OD 200: “So feeding ruminants corn came to make a certain economic sense - I say “certain” because that statement depends on the particular method of accounting our economy applies to such questions, one that tends to hide the high cost of cheap food produced from corn. The ninety-nine-cent price of a fast-food hamburger simply doesn’t take account of that meal’s true cost - to soil, oil, public health, the public purse, etc., costs of which are never charged directly to the consumer but, indirectly and invisibly, to the taxpayer (in the form of subsidies), the health care system (in the form of food-borne illnesses and obesity), and the environment (in the form of pollution), not to mention the welfare of the workers in the feedlot and the slaughterhouse and the welfare of the animals themselves. If not for this sort of blind-man’s accounting, grass would make a lot more sense than it now does.”

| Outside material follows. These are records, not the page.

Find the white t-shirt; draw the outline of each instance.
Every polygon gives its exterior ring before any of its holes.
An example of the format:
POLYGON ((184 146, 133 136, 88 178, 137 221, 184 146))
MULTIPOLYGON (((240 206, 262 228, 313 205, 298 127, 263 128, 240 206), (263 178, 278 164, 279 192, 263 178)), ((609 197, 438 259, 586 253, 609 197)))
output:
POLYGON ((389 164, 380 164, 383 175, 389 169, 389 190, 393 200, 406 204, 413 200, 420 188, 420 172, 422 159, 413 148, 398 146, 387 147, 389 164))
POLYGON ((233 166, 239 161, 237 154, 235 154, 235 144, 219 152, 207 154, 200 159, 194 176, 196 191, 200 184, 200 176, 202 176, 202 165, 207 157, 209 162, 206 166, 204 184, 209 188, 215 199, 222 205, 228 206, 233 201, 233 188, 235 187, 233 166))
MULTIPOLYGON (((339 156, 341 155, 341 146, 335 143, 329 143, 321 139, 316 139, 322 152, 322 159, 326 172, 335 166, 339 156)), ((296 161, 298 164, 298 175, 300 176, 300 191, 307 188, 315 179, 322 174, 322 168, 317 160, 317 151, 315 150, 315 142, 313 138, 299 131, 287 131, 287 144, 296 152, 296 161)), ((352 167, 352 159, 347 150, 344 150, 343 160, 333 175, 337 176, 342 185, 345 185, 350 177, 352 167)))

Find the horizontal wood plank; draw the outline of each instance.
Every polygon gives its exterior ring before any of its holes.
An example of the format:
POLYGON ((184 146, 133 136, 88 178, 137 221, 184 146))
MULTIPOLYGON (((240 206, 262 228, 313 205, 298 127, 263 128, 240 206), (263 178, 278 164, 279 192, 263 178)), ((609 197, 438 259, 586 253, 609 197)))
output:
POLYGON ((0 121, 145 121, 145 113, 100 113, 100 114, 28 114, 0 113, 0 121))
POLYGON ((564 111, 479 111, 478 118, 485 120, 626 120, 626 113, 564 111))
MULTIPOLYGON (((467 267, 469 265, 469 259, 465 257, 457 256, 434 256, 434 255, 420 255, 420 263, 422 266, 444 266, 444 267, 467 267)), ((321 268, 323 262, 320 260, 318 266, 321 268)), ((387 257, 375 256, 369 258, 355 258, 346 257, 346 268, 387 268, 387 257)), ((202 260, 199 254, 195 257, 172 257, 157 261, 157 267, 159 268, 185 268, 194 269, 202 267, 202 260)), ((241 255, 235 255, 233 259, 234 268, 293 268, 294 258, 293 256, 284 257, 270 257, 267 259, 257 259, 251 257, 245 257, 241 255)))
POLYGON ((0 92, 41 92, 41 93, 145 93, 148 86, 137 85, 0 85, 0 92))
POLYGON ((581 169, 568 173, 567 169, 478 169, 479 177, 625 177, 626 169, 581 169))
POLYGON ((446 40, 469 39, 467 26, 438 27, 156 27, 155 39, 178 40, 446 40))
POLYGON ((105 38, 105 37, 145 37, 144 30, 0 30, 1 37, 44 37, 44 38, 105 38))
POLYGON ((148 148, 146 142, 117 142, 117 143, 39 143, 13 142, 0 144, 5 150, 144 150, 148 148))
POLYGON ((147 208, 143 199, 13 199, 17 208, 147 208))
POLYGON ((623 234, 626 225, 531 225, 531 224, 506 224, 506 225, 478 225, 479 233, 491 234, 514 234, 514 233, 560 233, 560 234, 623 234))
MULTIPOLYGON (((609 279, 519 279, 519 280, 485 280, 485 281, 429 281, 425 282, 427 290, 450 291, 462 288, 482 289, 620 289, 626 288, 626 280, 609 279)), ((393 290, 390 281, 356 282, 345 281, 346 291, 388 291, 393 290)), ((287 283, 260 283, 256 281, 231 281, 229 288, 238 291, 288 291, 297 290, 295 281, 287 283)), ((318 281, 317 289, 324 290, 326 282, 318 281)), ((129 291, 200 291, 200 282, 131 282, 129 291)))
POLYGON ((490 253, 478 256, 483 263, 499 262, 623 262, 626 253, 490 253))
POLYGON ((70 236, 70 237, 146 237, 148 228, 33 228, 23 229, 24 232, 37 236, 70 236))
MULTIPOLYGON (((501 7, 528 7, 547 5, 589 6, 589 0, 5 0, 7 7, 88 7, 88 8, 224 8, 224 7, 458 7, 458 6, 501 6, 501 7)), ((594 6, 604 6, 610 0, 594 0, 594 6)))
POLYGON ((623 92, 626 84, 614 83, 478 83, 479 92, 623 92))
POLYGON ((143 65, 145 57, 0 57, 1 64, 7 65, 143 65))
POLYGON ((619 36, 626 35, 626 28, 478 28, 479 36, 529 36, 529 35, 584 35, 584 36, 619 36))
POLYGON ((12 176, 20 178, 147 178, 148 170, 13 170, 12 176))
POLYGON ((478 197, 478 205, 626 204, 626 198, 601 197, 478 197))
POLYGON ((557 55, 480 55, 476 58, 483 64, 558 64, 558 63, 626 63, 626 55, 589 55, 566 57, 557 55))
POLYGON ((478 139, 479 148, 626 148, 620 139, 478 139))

OD 214: “‘Efficiency’ is the term usually invoked to defend large-scale industrial farms, and it usually refers to the economies of scale that can be achieved by the application of technology and standardization. Yet Joel Salatin’s farm makes the case for a very different sort of efficiency - the one found in natural systems, with the coevolutionary relationships and reciprocal loops. For example, in nature there is no such thing as a waste problem, since one creature’s waste becomes another creature’s lunch.”

mimic relationships found in nature instead of working against her. Both animals and humans gain by letting them do what they naturally are disposed to do. It’s not natural to cram hens in cages, snipping their beaks, tail docking pigs, etc.